Surgical solutions to the problems defined in this study need to ensure obligate flow through the central pulmonary arteries. Ligation of the smaller of the two SVCs in the presence of a sizable bridging vein would preserve normal u-CPA flow patterns (we have occasionally done this). Extending this concept to include ligation of the smaller SVC in the presence of small bridging veins and a low SVC pressure on test occlusion before bypass may need to be explored. Most children, however, will need bilateral connections and therefore, will need a surgical solution. One solution might be to place the two cavopulmonary anastomosis nearly adjacent to each other, thereby eliminating the intervening central pulmonary artery segment. An alternative method that eliminates one of the troublesome cavopulmonary anastomosis is a right-sided hemi-Fontan and a left-sided cavopulmonary anastomoses. Flow patterns in a hemi-Fontan, by necessity, involve the central portion of the connecting pulmonary artery, which may also promote growth. The connecting pulmonary artery segment might also be more permanently enlarged by a leftward extension of the intraatrial right hemi-Fontan patch. The net affect of this approach is to enlarge the intervening pulmonary artery inferiorly into the atrium.
A more radical solution may be to perform an inferior vena cava-to-pulmonary artery cavopulmonary connection (upside down cavopulmonary anastomosis) as the first stage to a Fontan and later complete the Fontan by performing a b-CPA. There would be some technical problems with an inferior vena cava-to-pulmonary artery connection but flow distribution to the pulmonary arteries would be closer to that of a u-CPA.

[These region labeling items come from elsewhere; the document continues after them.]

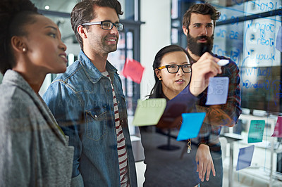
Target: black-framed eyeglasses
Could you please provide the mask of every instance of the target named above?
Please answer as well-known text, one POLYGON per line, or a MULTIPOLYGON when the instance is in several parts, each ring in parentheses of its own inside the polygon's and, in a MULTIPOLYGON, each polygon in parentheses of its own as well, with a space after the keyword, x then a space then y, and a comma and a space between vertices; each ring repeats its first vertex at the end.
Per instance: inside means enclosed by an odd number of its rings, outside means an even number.
POLYGON ((164 68, 166 68, 169 73, 177 73, 179 70, 179 67, 182 68, 183 72, 188 73, 192 72, 191 65, 190 64, 183 64, 183 65, 166 65, 164 66, 159 67, 159 70, 162 70, 164 68))
POLYGON ((85 22, 83 23, 82 25, 101 25, 102 30, 110 30, 113 28, 114 26, 118 31, 122 31, 123 30, 123 24, 121 22, 111 22, 110 21, 98 21, 98 22, 85 22))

In conclusion, patients who undergo b-CPAs have a higher mortality and lower conversion rate to a Fontan procedure than those who have a u-CPA. The incidence of thrombosis and reintervention for stenoses in these patients is high. Central pulmonary artery growth between the two cavopulmonary anastomosis is poor. Altering surgical techniques to minimize thrombotic risk and to create obligate flow patterns to the central portion of the pulmonary artery may be beneficial. Postoperative anticoagulation in children with b-CPAs needs to be explored.